Del mismo modo, la familia católica tradicional es sencilla en sus principios. No se requiere que las mujeres hagan ciertas cosas y los hombres otras. Tipos de vestimenta, modos de empleo, divisiones de tareas, la cultura general de un hogar: todo esto queda abierto y libre, para ser decidido en base al “mejor juicio.” Como dijo Chesterton, un banquero que regresa del trabajo puede decidir hacer un picnic en el suelo de su sala si así lo desea.
Los principios esenciales y sencillos, en mi opinión, son tres.
Principio Uno: El esposo y la esposa deben haber muerto a sí mismos al entrar en el matrimonio. Desde ese momento en adelante, cada uno debe anteponer el bien de su matrimonio a cualquier aspiración, sueño, objetivo y ambición previa. Metafísicamente ya no existen por separado, sino solo en una unión de una sola carne.

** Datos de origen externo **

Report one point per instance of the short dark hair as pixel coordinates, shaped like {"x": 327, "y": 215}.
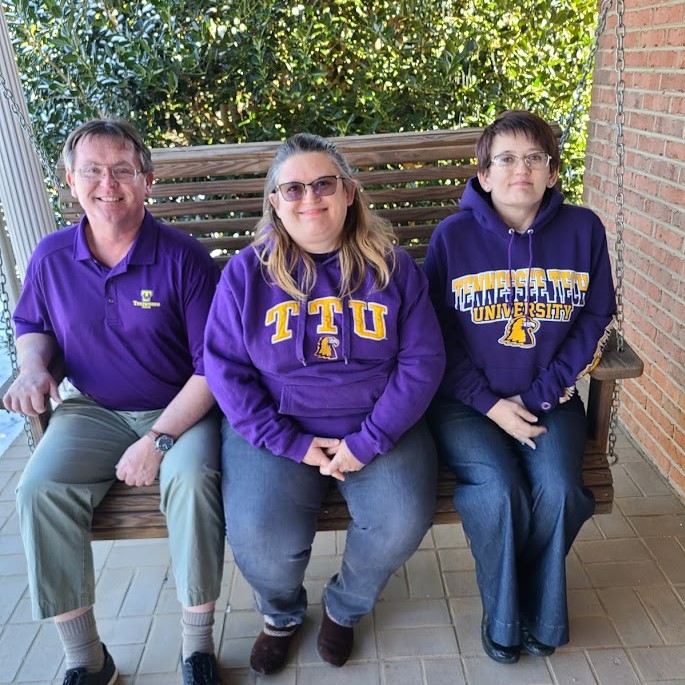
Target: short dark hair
{"x": 117, "y": 129}
{"x": 518, "y": 122}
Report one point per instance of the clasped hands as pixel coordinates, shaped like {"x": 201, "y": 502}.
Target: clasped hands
{"x": 511, "y": 415}
{"x": 332, "y": 456}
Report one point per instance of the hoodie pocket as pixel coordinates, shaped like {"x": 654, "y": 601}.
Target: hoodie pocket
{"x": 331, "y": 398}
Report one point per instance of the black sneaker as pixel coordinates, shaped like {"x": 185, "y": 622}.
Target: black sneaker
{"x": 107, "y": 676}
{"x": 201, "y": 668}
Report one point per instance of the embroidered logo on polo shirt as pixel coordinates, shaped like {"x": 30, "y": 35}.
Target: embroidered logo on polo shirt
{"x": 146, "y": 301}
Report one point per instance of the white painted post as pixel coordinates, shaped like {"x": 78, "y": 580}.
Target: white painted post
{"x": 25, "y": 201}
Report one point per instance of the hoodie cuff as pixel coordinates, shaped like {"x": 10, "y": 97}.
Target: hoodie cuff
{"x": 361, "y": 447}
{"x": 537, "y": 404}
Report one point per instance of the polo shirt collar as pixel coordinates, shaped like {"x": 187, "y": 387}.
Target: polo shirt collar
{"x": 143, "y": 250}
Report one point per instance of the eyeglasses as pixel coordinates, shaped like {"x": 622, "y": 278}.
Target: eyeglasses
{"x": 96, "y": 172}
{"x": 534, "y": 161}
{"x": 294, "y": 190}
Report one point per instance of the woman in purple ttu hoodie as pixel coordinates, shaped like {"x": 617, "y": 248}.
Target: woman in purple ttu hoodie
{"x": 523, "y": 289}
{"x": 324, "y": 351}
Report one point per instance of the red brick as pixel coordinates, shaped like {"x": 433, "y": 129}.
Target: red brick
{"x": 668, "y": 237}
{"x": 675, "y": 150}
{"x": 668, "y": 14}
{"x": 677, "y": 103}
{"x": 676, "y": 36}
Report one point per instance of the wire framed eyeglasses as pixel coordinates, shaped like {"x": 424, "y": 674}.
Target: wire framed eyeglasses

Antes de casarse, cada uno puede haber evaluado el matrimonio inminente según si le ayudaría a prosperar, si “mi vida” sería mejor al casarse con esta persona o no. Apropiadamente, esta actitud se llama “discernimiento.” Pero después de casarse, la pregunta está cerrada, y deben evaluarse a sí mismos en relación con el nuevo bien común que resulta.
En términos prácticos, esta muerte a sí mismos implica la disposición a aceptar sacrificios y compromisos. También significa una firme resolución de rechazar cualquier cosa que pueda debilitar o amenazar el matrimonio.
La crítica feminista del matrimonio es que tradicionalmente solo a las mujeres se les ha pedido morir a sí mismas de esta manera, no a los hombres. Se afirma que los hombres, después del matrimonio, permanecen como antes. Por lo tanto, en el matrimonio, la esposa adquiere el mismo estatus que un esclavo, ya que la esencia de un esclavo, como señaló Aristóteles, es que el bien de su amo se convierte en su propio bien.
La crítica se aplica a algunos matrimonios, pero probablemente a muchos menos de los que se piensa. ¿Quién sabe qué sacrificios ocultos hicieron los hombres por sus esposas, aparentemente libres en su éxito? En tiempos de crisis, también queda claro cuál tiene prioridad, el cónyuge o el trabajo. Y entonces la intención lo cambia todo: es posible que un esposo que dedica largas horas al trabajo “por su esposa y su familia,” si así lo piensa, sea sincero en esta intención.
En cualquier caso, el problema no se resuelve con la esposa actuando solo para sí misma, o incluso con cada uno turnándose (podrían pensar) en dar al otro espacio para el autoavance.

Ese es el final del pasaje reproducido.